A new study has found that brains of traumatized kids function differently than those of their healthy counterparts.
The study was conducted by a team of researchers led by Victor Carrion at Stanford University School of Medicine and Lucile Packard Children's Hospital.
As part of the study researchers used functional magnetic resonance imaging, fMRI, to compare brain activation patterns in 16 children with symptoms of PTSD with the patterns seen in 14 age- and gender-matched non-traumatized children as they performed a simple decision-making task.
Post-traumatic stress disorder (PTSD) is a term for certain severe psychological consequences of exposure to, or confrontation with, stressful events that the person experiences as highly traumatic.
The fMRI analysis detects changes in blood flow and oxygenation that correlate with increased neuronal activity in different regions of the brain.

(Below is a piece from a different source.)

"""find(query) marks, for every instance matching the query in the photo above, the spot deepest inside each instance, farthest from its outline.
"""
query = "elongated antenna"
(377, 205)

The study found that children with PTSD used different parts of their brains to accomplish the task. There was less activity in their left middle frontal cortex, an area known to be involved in response inhibition, than their non-traumatized peers and more activity in several other areas of the brain including a region involved in emotional awareness known as the insula.
"Now we can see some real neurological reasons for the impulsivity, agitation, hyper-vigilance and avoidance behaviors that children with untreated PTSD often exhibit. The fact that their brains appear to be working differently may indicate a deficit for which other areas of the brain are trying to compensate," Carrion said.
The findings of the study were published online in the journal Depression and Anxiety.